183キロのサーブがクビトバのラケットをはじいて勝利が決まると、大坂はしゃがみこんだ。「本当にいい試合ができた。チームのみんながいなければ、ここまで頑張れなかった」。激戦の末に勝ち取った栄冠。涙があふれ出した。
クビトバはウィンブルドンを2度制し、経験も実績も豊富。前哨戦を制し、今大会も準決勝まで全てストレートで勝ち上がってきた。第1セット、大坂はクビトバの左腕から繰り出す多彩なサーブに苦しめられたが、負けじとサーブを軸に食い下がり、タイブレークは終始圧倒した。
ツアーで第1セットを取った試合は59連勝中だった大坂。第2セットも5―3からのリターンゲームで3連続のマッチポイントを握った。だが、ここを逃すと流れが一変。4ゲーム連続で失い、このセットを奪われた。

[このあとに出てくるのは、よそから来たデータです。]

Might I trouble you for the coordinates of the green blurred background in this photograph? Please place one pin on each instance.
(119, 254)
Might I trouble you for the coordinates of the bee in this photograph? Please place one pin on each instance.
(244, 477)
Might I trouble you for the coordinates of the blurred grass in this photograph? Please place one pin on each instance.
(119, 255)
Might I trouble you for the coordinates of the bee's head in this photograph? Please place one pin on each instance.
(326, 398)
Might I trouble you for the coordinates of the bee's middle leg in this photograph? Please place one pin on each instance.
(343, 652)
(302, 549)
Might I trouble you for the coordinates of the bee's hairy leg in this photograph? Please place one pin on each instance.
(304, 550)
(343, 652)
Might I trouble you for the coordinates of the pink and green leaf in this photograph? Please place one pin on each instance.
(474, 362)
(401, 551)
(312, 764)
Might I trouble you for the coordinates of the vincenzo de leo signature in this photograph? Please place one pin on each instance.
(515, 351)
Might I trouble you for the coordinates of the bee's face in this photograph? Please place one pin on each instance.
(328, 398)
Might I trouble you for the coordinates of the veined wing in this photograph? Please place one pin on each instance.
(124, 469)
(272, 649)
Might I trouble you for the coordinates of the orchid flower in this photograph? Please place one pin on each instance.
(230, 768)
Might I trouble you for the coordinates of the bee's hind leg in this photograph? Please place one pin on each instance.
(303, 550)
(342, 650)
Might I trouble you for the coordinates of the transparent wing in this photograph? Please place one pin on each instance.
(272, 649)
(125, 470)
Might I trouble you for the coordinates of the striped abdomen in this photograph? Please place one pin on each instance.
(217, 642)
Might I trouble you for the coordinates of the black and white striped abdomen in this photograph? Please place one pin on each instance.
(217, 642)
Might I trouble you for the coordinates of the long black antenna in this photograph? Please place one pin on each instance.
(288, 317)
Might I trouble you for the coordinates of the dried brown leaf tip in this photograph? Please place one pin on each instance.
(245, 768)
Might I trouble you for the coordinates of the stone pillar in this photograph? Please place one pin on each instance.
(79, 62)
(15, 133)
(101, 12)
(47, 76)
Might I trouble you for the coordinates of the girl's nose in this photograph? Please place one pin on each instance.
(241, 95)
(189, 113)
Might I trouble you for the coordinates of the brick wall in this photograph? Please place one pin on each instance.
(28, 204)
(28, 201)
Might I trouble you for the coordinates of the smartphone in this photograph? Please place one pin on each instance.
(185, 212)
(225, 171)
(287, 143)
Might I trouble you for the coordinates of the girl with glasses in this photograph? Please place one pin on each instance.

以前までの大坂なら、ここで崩れてもおかしくはなかった。だが、短期間のうちに、誰もが驚くほど精神面がたくましくなっていた。「3連続でブレークできなかったのは残念だったけど、彼女のプレーが良かった。何も後悔したくなかった」。トイレに向かって一度気持ちを落ち着かせ、そしてまた奮い立った。最終セットの第3ゲーム。ベースラインより内側で相手の第2サーブを待って押し込んだ。最後はバックハンドの決定打でブレーク。そのまま押し切った。
李娜(中国)がマークした世界ランキング2位を上回り、アジア勢で初の1位に就く。「次の目標は、次の大会を勝つこと」。まだまだ貪欲な21歳。この先、どこまで強くなるのだろうか。